Mark Levin speaks, with President Donald Trump behind him (AP Photo/Alex Brandon)

Conservative commentator Mark Levin, one of President Trump’s most reliable media defenders, has spent the days surrounding the signing of the US-Iran agreement publicly pressing the administration to do the one thing it has refused to do: show the country what it signed.

The Fox News host and radio commentator has hammered a single theme as the deal moved from announcement to signing, that an agreement of this magnitude, ending a war and reshaping the Middle East, has been finalized while its actual text remains hidden from the public, from Congress, and from America’s allies.

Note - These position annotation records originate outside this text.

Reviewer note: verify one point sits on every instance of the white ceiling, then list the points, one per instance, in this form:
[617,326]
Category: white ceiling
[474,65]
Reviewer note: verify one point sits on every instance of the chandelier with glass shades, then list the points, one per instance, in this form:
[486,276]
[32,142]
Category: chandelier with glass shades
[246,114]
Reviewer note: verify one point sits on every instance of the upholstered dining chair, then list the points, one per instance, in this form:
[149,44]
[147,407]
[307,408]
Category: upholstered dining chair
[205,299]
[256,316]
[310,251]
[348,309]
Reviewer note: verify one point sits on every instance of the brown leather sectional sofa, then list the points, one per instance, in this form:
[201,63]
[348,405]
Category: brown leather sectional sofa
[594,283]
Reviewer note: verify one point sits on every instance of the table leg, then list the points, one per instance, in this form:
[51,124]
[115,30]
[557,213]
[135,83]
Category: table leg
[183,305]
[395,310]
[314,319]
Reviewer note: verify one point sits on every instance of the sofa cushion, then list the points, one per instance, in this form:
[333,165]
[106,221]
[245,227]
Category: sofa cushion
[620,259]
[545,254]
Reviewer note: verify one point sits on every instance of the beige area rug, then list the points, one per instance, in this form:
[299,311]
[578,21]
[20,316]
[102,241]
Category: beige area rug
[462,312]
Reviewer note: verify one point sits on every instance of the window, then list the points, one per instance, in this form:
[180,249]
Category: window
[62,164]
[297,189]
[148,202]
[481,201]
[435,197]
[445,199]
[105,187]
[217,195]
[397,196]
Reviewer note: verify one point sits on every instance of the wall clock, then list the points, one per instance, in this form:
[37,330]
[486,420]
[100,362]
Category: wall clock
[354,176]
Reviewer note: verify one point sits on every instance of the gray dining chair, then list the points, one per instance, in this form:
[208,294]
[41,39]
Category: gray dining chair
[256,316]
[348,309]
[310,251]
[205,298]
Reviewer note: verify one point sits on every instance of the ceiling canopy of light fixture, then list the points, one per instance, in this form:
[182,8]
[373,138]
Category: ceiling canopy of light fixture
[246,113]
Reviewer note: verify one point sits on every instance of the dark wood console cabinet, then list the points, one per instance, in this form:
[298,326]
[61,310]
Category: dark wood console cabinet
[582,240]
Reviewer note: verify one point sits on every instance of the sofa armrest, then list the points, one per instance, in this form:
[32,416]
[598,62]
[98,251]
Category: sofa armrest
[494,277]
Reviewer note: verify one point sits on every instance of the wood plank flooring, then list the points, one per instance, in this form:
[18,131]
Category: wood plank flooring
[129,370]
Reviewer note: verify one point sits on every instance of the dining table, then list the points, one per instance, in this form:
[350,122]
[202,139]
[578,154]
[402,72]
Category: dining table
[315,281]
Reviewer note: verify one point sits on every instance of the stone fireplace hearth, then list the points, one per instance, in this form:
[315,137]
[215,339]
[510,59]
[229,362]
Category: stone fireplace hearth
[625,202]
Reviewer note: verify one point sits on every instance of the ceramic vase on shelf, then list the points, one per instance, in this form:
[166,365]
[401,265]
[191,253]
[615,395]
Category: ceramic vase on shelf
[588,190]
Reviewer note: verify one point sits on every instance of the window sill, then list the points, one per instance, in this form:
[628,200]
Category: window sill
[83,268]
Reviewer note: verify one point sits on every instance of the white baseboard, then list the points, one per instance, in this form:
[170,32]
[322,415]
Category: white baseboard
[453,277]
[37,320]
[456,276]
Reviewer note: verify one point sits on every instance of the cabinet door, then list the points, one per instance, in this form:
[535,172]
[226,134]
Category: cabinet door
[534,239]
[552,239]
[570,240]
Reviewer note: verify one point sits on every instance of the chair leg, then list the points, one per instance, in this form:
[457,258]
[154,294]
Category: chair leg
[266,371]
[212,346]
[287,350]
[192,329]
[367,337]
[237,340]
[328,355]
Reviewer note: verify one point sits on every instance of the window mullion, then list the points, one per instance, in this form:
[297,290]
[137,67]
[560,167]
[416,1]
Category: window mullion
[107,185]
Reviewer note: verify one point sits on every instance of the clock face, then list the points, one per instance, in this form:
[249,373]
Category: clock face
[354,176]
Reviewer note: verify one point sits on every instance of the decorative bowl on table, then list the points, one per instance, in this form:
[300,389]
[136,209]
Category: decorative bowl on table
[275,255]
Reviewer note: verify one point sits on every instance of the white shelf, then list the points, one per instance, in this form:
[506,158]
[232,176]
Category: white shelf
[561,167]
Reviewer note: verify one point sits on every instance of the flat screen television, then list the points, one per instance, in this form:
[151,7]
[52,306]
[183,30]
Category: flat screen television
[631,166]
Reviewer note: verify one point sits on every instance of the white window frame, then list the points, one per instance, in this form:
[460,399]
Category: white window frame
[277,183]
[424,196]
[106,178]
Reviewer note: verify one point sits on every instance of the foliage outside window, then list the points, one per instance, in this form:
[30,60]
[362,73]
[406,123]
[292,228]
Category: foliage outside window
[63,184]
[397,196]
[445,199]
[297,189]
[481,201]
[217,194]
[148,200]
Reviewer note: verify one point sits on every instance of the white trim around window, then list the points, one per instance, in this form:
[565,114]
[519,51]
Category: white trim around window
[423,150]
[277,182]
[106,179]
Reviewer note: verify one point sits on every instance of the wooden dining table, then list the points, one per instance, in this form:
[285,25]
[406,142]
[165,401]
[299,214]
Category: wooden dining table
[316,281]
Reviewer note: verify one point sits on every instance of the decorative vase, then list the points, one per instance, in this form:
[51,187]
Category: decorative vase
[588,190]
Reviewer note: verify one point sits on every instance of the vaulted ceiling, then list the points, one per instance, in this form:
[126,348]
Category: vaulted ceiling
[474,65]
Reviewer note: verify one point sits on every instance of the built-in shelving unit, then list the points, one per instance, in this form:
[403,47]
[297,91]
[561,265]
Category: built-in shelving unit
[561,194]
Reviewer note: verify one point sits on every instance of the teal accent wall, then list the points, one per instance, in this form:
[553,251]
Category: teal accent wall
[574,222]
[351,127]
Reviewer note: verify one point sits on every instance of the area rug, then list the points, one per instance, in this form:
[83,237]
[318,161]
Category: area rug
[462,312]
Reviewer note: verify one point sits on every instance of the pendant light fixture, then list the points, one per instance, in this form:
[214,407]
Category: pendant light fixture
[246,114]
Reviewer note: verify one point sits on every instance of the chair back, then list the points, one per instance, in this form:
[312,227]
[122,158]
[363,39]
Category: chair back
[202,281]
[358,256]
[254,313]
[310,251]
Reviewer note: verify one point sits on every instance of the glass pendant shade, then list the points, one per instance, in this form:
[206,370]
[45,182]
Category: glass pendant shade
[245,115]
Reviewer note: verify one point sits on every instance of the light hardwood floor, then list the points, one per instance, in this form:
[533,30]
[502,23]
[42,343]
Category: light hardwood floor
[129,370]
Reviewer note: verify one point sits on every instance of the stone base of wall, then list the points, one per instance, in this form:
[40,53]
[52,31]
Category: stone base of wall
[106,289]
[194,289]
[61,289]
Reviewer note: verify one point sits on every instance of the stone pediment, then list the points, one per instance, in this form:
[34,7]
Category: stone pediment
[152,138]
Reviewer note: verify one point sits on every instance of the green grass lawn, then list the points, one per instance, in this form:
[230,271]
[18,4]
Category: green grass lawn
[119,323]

When Trump first announced the settlement, Levin pounced on the speed and the secrecy. “If all these governments have agreed on this deal, it’s amazing how all these governments signed up so fast while we were announcing we’d be bombing asap. Since it’s done can we see it?” he wrote, adding: “And what is in this deal?! Can we see it?”

As the signing approached, Levin sharpened the demand into a direct challenge to the White House’s handling of the rollout. In a post on X, he asked whether the memorandum of understanding “has… been released so we can actually read it,” answering his own question with a pointed “Why not?” Briefing “selected reporters” through a “senior official” on the deal’s “broad outlines,” he argued, “is not enough.”

His objection is not merely procedural. Levin’s position throughout has been that the secrecy is inseparable from his substantive fear, that the administration is declining to release the text because the terms are weaker than the war’s supporters were led to expect. On his radio show, he argued the unreleased details made any celebration premature. “The full details remain unreleased and unseen, which makes premature celebration impossible,” he said. “If it is done and will be signed in 48-72 hours, let’s see it.”

That suspicion was seeded earlier, when the outlines first leaked. After Axios reported details of a one-page draft memorandum, Levin wrote: “I have to believe the Axios report is largely fake. If the Axios report is close to accurate, the Iranian regime will survive, the Iranian people will face even more extensive brutality, and the Israeli government could fall in the October election. A disastrous result.” The terms Iran has since promoted publicly closely track that leaked draft, which the administration has neither confirmed nor disproven by releasing its own version.

Levin’s core concern is enforcement. He has warned that the central problem is long-term enforcement given Iran’s history as a regime that has never abided by any agreement, questioning how effective enforcement will be after Trump leaves office, particularly under a future Democratic administration. “We have the enemy where we want it. We may never again,” he said. Days before the signing, he went further, urging Trump to “finish” the military campaign rather than cut a deal. “A memorandum of understanding, from my perspective, or a final deal will not matter to the Iranian regime,” Levin said. “It will not matter to the Iranian regime, even if they sign on the dotted line tomorrow, the next day, whenever… They will never abide by any of it.”

The criticism is notable given Levin’s standing as one of Trump’s most prominent boosters. He hailed Trump as the “first Jewish president” at a Chanukah event last winter and applauded the launch of the war against Iran in late February. His shift from cheerleader to skeptic places him alongside a broader bloc of Iran hawks bristling at the outcome.